Frequent shelling can be heard from the center of Kyiv on Friday.

Heavy fighting continued on the outskirts of another strategic port, Mariupol, resulting in the disruption of the city’s electricity, heat and water systems, as well as most telephone communications. Food supplies also declined.

A live broadcast of the video surveillance camera on the link from the main page of the Zaporozhye plant showed that on Thursday evening armored vehicles approached the parking lot of the facility and illuminated the building. The AP also checked a video taken by a resident of the area, which shows bright flashing objects landing on the site of the nuclear power plant.
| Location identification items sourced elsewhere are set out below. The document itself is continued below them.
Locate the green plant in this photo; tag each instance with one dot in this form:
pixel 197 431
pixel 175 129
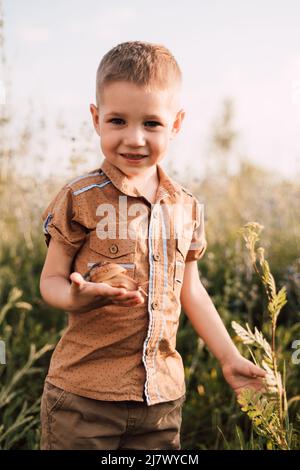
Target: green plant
pixel 268 408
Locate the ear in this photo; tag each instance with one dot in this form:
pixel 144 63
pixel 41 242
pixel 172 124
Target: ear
pixel 95 115
pixel 177 123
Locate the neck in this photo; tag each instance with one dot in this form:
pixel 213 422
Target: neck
pixel 149 174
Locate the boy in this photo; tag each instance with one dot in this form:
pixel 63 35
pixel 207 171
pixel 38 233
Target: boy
pixel 116 380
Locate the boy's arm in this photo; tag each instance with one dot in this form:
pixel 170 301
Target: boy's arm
pixel 199 308
pixel 77 296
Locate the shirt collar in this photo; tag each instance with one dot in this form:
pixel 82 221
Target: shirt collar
pixel 167 187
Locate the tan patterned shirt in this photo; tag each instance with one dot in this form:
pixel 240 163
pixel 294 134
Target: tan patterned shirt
pixel 125 353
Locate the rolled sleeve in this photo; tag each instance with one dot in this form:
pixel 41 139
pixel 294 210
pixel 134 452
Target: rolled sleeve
pixel 60 221
pixel 198 243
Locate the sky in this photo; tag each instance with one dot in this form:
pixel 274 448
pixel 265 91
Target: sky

In stories and videos posted on the Internet, Russian state publications falsely claim that Zelensky fled from Kiev. The photo and video show the President of Ukraine leading the defense of his country.


Fighting with air strikes and artillery continued on Friday in the northwest of Kiev and in the northeast with heavy blows to the cities of Kharkiv and Okhtyrka, said adviser to the President of Ukraine Alexei Orastovich.

Ukrainian defense forces held the northern city of Chernihiv and thwarted Russian efforts to capture the important southern city of Mykolaiv, he said.

Ukrainian artillery is protecting Odessa from repeated attempts by Russian ships to shell the Black Sea port, he said, insisting there was no immediate threat to the city.

Some Ukrainian drone enthusiasts are risking their lives by creating volunteer drone forces to help their country repel the Russian invasion. Citizens use air cameras to track Russian convoys and pass images and GPS coordinates to Ukrainian troops.


The data portal of the UN High Commissioner for Refugees showed that the vast majority of those who left Ukraine since the beginning of the invasion – about 650,000 – left for neighboring Poland. About 145,000 fled to Hungary. Another 103,000 were in Moldova and more than 90,000 in Slovakia.

More than 100 Jewish refugee children, who were evacuated from a foster home in Ukraine and made their way across Europe by bus, arrived in Berlin on Friday. 105 children – the youngest was only 5 weeks old – left the port of Odessa 52 hours earlier. The children received financial assistance from Jewish aid organizations, as well as diplomatic support from Israel, Germany and other European countries.

Brazil, which has the largest number of Ukrainians and their descendants in Latin America, has said it will issue temporary humanitarian visas and residence permits to Ukrainian citizens and other war victims.

In Hungary, a pastor in a village on the border with Ukraine offered a single room in his church to a family of 27 women and children fleeing the invasion.


Russia has acknowledged that nearly 500 Russian servicemen have been killed and about 1,600 wounded. Among them is the commander of the 7th Airborne Division of Russia, Major General Andrei Sukhovetsky, who had previous experience in Syria.

Ukraine has not released figures for the loss of its armed forces.

The UN Office for Human Rights reports that at least 331 civilians have been killed and 675 wounded since the invasion of Ukraine. The State Emergency Service of Ukraine said that more than 2,000 civilians were killed, but it is impossible to verify this statement.


A wave of global sanctions against Russia could have devastating consequences for importers of energy and grain. Russia is a leading exporter of grain and a major supplier of crude oil, metals, wood and plastics.

More and more companies are suspending operations in Russia, including Apple, Mercedes-Benz, BP, Volkswagen, an H&M clothing retailer and an IKEA furniture store.

The Spanish theater “Real”, one of the largest opera houses in Europe, said it was canceling a series of future performances of the Russian Bolshoi Ballet.


Russian President Vladimir Putin on Friday signed a bill threatening up to 15 years in prison for what Russia considers “false” reports of war.

The state communications service also blocked Facebook, Twitter and five foreign media outlets that publish news in Russian. These organizations – the BBC, funded by the US Voice of America and Radio Free Europe / Radio Liberty, the German TV company Deutsche Welle and the Latvian website Meduza – are among the most influential and often critical foreign media in Russian.